26 de janeiro de 2022, 12h41

Apesar do consenso acadêmico sobre a juridicidade do Direito Internacional, surgem, de tempos em tempos, alguns questionamentos sobre a sua efetiva influência sobre o comportamento dos Estados. Há pouco mais de um ano, por exemplo, durante as discussões sobre um projeto de lei no Parlamento britânico, uma parlamentar justificou as disposições claramente contrárias ao acordo de saída do Reino Unido da União Europeia ao argumento de que não é incomum que os Estados descumpram o direito internacional.

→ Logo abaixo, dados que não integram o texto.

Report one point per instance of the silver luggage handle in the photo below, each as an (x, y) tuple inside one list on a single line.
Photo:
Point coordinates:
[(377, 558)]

Um ponto de vista semelhante foi defendido por Jack L. Goldsmith e Eric A. Posner no livro "The Limits of International Law" [1], publicado em 2005. O objetivo declarado da obra foi oferecer, por meio da metodologia da escolha racional, uma teoria abrangente sobre o Direito Internacional a partir da integração entre o Direito e a política internacional [2].

Em síntese, os autores argumentam que os Estados atuam na sociedade internacional em busca unicamente de maximizar os seus próprios interesses, de modo que o seu comportamento pode ser satisfatoriamente explicado por quatro cenários específicos: coincidência de interesses, coordenação, cooperação e coerção [3]. O Direito Internacional, nesse sentido, seria incapaz de exercer alguma influência independente sobre o comportamento estatal, que seria determinado somente pelas configurações de interesses e pela distribuição de poder [4].

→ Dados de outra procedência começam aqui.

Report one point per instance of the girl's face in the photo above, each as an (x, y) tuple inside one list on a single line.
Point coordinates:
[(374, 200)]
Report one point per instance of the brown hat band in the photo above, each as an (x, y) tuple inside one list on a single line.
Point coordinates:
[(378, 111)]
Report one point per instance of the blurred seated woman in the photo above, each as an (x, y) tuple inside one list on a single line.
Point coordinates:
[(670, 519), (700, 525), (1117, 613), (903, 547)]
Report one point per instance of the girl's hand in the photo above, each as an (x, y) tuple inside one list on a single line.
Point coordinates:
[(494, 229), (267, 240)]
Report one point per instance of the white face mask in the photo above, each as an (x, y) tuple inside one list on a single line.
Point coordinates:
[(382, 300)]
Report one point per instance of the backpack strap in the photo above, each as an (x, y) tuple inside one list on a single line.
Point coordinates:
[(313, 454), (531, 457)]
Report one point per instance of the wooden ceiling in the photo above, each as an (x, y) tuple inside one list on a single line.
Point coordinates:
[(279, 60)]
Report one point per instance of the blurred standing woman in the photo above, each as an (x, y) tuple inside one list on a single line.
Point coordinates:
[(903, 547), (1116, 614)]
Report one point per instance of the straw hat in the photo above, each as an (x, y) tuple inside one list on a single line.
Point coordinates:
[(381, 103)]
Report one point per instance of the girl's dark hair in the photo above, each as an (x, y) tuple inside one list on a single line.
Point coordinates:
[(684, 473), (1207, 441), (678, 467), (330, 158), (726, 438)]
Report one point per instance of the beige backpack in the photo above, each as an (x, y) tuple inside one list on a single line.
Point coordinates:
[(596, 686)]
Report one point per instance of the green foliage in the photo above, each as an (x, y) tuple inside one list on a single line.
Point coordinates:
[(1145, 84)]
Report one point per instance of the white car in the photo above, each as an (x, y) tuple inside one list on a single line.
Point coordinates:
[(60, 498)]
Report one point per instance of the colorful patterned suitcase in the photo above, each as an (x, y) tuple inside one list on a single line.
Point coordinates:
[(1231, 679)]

O livro recebeu severas críticas, especialmente quanto aos aspectos metodológicos. Anne Van Aaken, por exemplo, destacou que a tese se apoia em uma seleção discutível de casos, o que prejudica a sua fundamentação empírica. Além disso, Goldsmith e Posner ainda teriam recorrido a justificativas ad hoc para explicar as situações inconsistentes com a sua teoria [5].

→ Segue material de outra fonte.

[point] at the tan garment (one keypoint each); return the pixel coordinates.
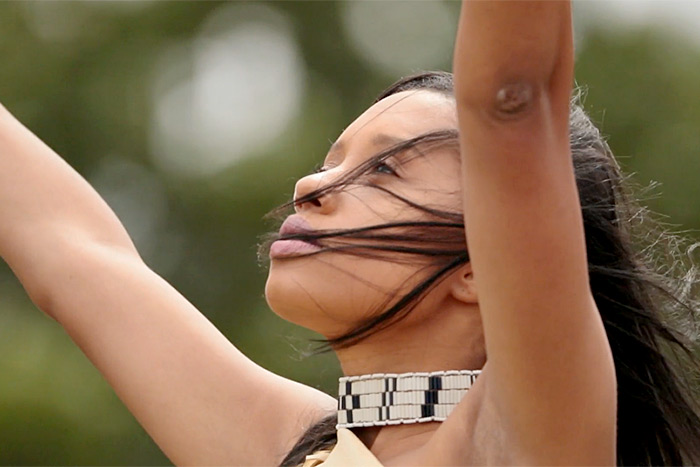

Paul Schiff Berman também fez críticas ao que considerou uma simplificação demasiada de alguns problemas, como a própria noção de interesse estatal desenvolvida pelos autores. Segundo Berman, Goldsmith e Posner, além de desconsiderar o contexto social em que os interesses estatais são conformados, presumem que, em qualquer configuração, um Estado efetivamente tem um único e definível conjunto de interesses [6].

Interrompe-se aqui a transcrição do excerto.